24848). Si è precisato che tale assunto è in linea con l'ulteriore principio affermato in tema di redditi di impresa, in base al quale, in ragione del combinato disposto degli artt. 17, comma 1, lett. c), e 105 t.u.i.r., possono essere dedotte in ciascun esercizio, secondo il principio di competenza, le quote accantonate per il trattamento di fine mandato, previsto in favore degli amministratori delle società, purché la previsione di detto trattamento risulti da un atto scritto avente data certa anteriore all'inizio del rapporto, che ne specifichi anche l'importo: in mancanza di tali presupposti trova applicazione il principio di cassa, come disposto dall'art. 95, comma 5, t.u.i.r. che stabilisce la deducibilità dei compensi spettanti agli amministratori delle società nell'esercizio nel quale sono corrisposti (Cass. 10/07/2023, n. 19445, Cass. 19/10/2018, n. 26431).
Ciò che è del resto conforme al principio di Cassa invocato dall'Ufficio nella motivazione dell'atto impugnato.
secondo il principio di cassa infatti, un costo è deducibile nel momento in cui viene materialmente pagato e si ha, quindi, il relativo esborso monetario concreto.

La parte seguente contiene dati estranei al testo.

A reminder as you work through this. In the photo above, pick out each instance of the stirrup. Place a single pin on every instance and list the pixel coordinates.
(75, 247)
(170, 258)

Nella fattispecie deve essere pertanto riconosciuta, in applicazione del criterio di cassa, la deduzione della somma di euro 53.000,00 pagata dalla società il 09/10/2019.
Né può aver pregio l'argomentazione dell'Ufficio secondo cui il momento della deduzione del TFM dovrebbe essere quello della fine del mandato del socio amministratore atteso che, al termine del mandato la Società ricorrente non dovrà effettuare nessun esborso in quanto Il TFM spettante sarà pagato direttamente al socio amministratore da Banca_1 cui sono stati versati i premi dalla società, secondo le previsioni contrattuali.
Il ricorso merita pertanto accoglimento.
Le spese seguono la soccombenza.
P.Q.M.
Accoglie il ricorso e per l'effetto annulla l'atto impugnato.
Condanna l'Uffico resistente alla refusione delle spese di lite che liquida in € 7.000,00 oltre rimborso forfettario 15%, IVA e Cassa Previdenza come per legge.